Subsetting and Spatial Filtering#

This page describes how to subset datasets spatially and temporally using eoforeststac.providers.subset.subset.

Spatial subsetting#

subset() clips a dataset to a polygon geometry. Geometries must be in EPSG:4326 (geographic coordinates); they are reprojected to match the dataset CRS automatically.

import geopandas as gpd
from eoforeststac.providers.subset import subset

roi = gpd.read_file("DE-Hai.geojson")
geometry = roi.to_crs("EPSG:4326").geometry.union_all()

ds_subset = subset(ds, geometry=geometry)

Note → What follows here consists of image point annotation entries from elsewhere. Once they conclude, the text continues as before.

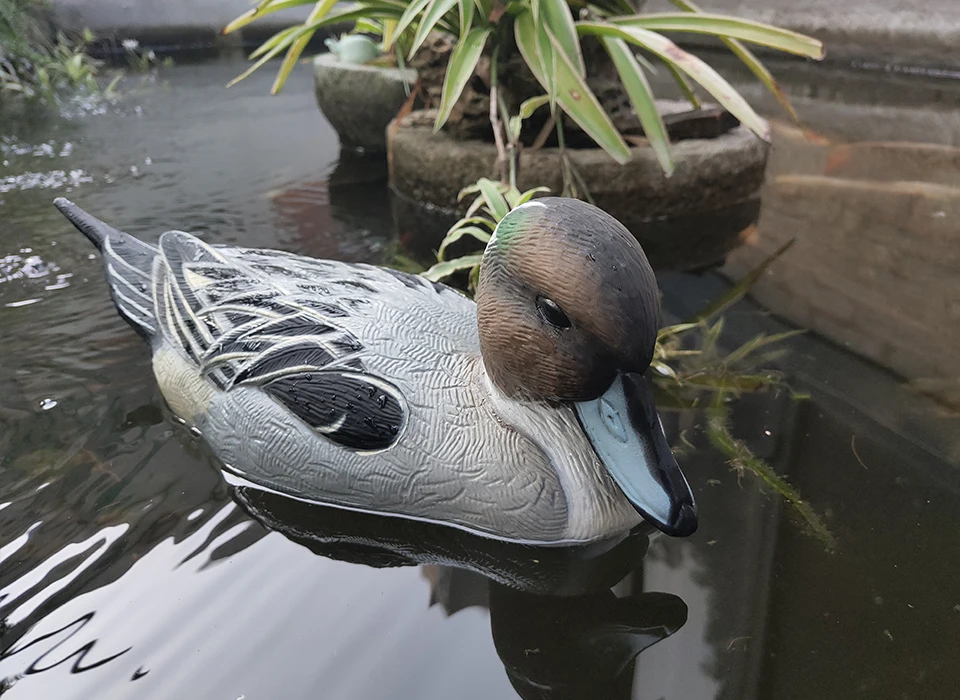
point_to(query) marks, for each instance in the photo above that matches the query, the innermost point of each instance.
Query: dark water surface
(130, 569)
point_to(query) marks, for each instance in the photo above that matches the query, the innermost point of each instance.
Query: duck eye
(551, 313)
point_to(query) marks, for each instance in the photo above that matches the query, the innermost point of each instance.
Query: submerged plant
(547, 36)
(140, 60)
(34, 65)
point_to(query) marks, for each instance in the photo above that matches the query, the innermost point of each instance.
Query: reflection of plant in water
(690, 369)
(140, 60)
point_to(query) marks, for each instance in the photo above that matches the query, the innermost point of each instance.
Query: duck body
(355, 386)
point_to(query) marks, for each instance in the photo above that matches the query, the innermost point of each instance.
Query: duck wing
(250, 318)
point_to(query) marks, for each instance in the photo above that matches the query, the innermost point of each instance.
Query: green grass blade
(446, 268)
(435, 10)
(641, 97)
(764, 75)
(457, 234)
(525, 31)
(273, 41)
(262, 10)
(463, 61)
(389, 32)
(414, 10)
(531, 105)
(684, 86)
(493, 198)
(466, 16)
(579, 102)
(320, 10)
(555, 15)
(699, 71)
(724, 26)
(529, 194)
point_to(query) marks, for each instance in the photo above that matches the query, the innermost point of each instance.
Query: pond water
(129, 568)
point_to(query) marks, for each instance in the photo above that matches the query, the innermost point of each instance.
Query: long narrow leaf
(641, 97)
(448, 267)
(525, 32)
(575, 97)
(346, 16)
(273, 41)
(389, 32)
(531, 105)
(763, 74)
(320, 10)
(414, 10)
(435, 10)
(463, 61)
(579, 102)
(466, 16)
(530, 194)
(724, 26)
(493, 198)
(262, 10)
(456, 235)
(702, 73)
(555, 15)
(684, 86)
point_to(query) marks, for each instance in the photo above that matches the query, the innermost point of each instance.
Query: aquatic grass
(35, 65)
(742, 459)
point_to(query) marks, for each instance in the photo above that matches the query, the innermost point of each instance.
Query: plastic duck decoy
(524, 417)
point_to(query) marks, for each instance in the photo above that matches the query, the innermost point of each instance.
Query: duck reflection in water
(567, 622)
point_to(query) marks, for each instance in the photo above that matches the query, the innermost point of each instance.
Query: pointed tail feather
(129, 266)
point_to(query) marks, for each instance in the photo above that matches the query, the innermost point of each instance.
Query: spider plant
(548, 35)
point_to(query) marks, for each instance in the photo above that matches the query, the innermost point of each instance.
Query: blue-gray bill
(625, 430)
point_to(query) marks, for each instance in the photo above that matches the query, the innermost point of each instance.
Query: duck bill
(626, 433)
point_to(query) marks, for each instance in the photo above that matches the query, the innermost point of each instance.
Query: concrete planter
(688, 221)
(359, 100)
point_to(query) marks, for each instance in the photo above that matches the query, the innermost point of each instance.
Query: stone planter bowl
(359, 100)
(689, 221)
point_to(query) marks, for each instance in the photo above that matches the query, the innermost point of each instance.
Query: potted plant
(664, 169)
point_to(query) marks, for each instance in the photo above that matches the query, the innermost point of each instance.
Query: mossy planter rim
(687, 221)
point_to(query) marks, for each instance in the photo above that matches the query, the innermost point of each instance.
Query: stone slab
(876, 264)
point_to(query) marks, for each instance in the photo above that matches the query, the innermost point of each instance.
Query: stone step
(876, 266)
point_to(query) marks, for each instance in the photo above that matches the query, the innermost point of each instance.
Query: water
(130, 568)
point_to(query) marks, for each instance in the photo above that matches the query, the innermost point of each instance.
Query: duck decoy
(523, 417)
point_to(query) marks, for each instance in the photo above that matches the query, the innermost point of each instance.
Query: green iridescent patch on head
(511, 228)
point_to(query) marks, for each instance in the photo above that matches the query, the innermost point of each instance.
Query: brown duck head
(568, 310)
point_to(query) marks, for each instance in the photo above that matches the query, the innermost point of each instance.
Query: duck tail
(129, 266)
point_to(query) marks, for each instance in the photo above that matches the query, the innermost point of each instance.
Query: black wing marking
(287, 358)
(352, 409)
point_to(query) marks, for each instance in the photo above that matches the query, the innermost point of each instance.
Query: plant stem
(495, 117)
(513, 144)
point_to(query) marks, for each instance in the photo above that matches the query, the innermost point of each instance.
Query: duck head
(568, 311)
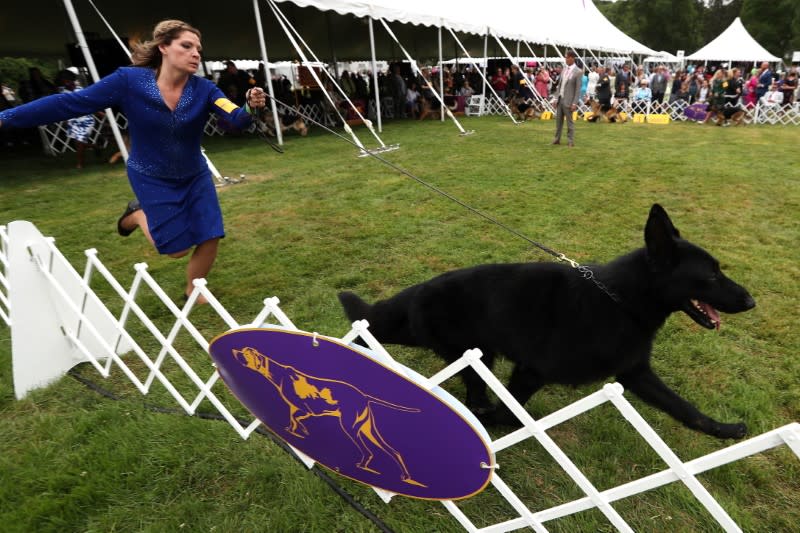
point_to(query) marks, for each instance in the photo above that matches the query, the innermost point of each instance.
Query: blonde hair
(147, 54)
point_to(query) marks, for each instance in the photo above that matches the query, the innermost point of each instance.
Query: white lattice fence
(58, 313)
(5, 313)
(56, 141)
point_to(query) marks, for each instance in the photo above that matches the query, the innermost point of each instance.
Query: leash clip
(573, 264)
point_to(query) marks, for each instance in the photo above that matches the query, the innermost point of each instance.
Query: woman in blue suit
(167, 108)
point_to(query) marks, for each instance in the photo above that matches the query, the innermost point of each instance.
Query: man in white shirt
(568, 93)
(773, 97)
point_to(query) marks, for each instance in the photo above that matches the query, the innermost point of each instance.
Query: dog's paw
(730, 431)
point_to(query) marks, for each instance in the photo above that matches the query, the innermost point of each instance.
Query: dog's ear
(659, 238)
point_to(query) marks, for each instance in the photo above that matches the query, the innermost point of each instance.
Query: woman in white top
(594, 77)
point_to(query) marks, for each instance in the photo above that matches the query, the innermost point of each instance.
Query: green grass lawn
(317, 219)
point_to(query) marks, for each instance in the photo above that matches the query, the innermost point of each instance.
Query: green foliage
(15, 69)
(318, 219)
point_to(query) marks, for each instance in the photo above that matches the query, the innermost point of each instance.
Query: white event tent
(733, 44)
(575, 23)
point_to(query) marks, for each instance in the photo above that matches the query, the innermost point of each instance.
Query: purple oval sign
(352, 414)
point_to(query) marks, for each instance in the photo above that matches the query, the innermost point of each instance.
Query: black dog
(558, 327)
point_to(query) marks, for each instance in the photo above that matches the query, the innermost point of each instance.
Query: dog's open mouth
(703, 313)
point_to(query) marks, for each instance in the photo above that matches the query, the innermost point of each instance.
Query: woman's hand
(256, 98)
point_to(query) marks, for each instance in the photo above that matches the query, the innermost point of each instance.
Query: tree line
(673, 25)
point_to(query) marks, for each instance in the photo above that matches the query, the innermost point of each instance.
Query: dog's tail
(388, 319)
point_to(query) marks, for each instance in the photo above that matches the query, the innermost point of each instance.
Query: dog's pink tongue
(712, 314)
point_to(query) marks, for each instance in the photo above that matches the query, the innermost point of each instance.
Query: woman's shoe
(133, 206)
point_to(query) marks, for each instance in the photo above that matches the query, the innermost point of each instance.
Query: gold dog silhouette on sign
(310, 396)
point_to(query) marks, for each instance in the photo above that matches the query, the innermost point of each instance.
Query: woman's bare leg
(201, 261)
(200, 264)
(137, 218)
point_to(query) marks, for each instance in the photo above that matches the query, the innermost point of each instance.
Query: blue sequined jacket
(164, 143)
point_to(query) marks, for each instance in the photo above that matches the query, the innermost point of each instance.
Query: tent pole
(441, 77)
(485, 70)
(375, 77)
(263, 45)
(333, 48)
(87, 55)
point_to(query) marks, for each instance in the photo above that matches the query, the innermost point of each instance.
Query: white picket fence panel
(57, 314)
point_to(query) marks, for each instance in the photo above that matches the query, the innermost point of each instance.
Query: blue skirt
(182, 212)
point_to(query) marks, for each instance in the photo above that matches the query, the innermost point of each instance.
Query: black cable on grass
(321, 474)
(586, 272)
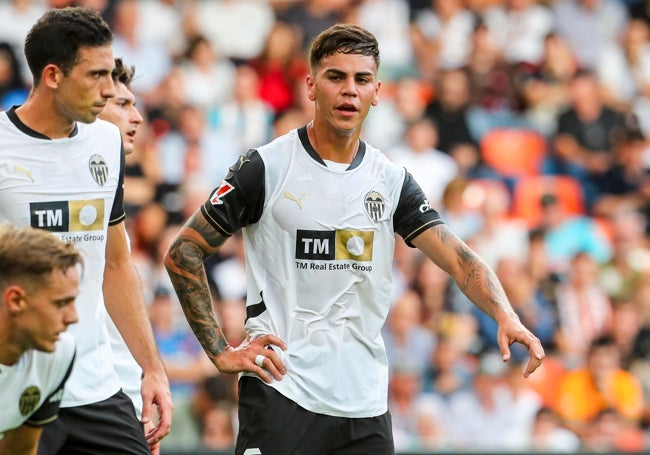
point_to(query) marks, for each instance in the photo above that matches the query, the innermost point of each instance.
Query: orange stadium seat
(513, 152)
(529, 190)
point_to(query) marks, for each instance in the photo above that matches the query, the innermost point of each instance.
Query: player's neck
(331, 145)
(10, 352)
(41, 116)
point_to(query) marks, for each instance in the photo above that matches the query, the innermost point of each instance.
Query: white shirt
(31, 389)
(68, 186)
(319, 245)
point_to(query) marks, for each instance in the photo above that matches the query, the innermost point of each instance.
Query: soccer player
(121, 112)
(319, 209)
(64, 173)
(38, 286)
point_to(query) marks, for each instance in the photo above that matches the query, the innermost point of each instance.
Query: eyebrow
(122, 98)
(339, 72)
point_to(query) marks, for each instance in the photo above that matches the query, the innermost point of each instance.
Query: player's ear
(375, 100)
(14, 299)
(310, 87)
(51, 76)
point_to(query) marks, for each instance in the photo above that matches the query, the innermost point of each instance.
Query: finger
(262, 373)
(271, 340)
(276, 362)
(273, 364)
(146, 410)
(504, 347)
(531, 366)
(162, 429)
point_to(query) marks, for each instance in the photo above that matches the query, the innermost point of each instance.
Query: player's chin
(47, 345)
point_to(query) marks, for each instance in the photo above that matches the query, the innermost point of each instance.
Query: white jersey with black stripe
(32, 388)
(69, 187)
(319, 246)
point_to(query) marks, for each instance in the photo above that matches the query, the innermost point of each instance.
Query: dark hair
(122, 73)
(59, 34)
(344, 38)
(15, 79)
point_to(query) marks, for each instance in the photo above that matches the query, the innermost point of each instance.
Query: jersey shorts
(31, 390)
(265, 415)
(110, 427)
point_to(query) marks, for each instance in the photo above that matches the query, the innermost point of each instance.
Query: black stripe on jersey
(304, 140)
(252, 311)
(244, 204)
(11, 114)
(117, 211)
(50, 407)
(413, 215)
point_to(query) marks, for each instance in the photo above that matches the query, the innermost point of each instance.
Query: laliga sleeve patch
(223, 189)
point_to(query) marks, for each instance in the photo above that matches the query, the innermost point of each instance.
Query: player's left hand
(155, 447)
(157, 397)
(512, 330)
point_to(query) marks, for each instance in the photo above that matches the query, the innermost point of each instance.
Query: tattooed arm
(480, 284)
(184, 261)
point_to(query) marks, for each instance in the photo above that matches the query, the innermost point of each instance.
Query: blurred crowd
(526, 124)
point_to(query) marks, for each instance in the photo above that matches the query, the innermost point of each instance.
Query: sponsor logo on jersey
(29, 400)
(296, 199)
(68, 216)
(339, 245)
(98, 169)
(375, 205)
(220, 192)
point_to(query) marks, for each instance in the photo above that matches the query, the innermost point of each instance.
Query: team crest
(29, 400)
(375, 205)
(98, 169)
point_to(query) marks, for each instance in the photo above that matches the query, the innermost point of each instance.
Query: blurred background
(526, 124)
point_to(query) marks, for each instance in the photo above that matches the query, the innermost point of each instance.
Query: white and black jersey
(32, 388)
(72, 187)
(319, 247)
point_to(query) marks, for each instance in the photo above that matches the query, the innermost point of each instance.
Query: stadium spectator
(600, 384)
(269, 193)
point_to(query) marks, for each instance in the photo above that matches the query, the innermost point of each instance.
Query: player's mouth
(347, 109)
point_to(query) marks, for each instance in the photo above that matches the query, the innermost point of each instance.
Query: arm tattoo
(186, 269)
(478, 276)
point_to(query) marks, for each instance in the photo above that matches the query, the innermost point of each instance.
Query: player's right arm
(195, 242)
(21, 441)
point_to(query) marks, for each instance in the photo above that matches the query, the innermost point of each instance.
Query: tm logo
(67, 216)
(336, 245)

The returned dataset has its spatial extent clipped to the bounding box of the geometry. Values outside the geometry are masked as NaN.

Temporal subsetting#

Pass a time= tuple of ISO date strings to restrict the time dimension:

ds_subset = subset(
    ds,
    geometry=geometry,
    time=("2010-01-01", "2020-12-31"),
)

Combined spatial and temporal subsetting#

ds_subset = subset(
    ds,
    geometry=geometry,
    time=("2015-01-01", "2020-12-31"),
)

Triggering computation#

All operations are lazy (Dask-backed). Call .compute() to load data into memory:

ds_loaded = ds_subset.compute()

For large datasets, load only the variables and time steps you need before calling .compute():

ds_loaded = ds_subset[["agb"]].sel(time="2020-01-01").compute()

Notes#

  • The geometry must be in EPSG:4326. If your data is in a different CRS, use geopandas to reproject it first.

  • subset() clips to the bounding box of the geometry plus polygon masking. Pixels outside the polygon are set to NaN.

  • If the dataset has no time dimension, the time= argument is silently ignored.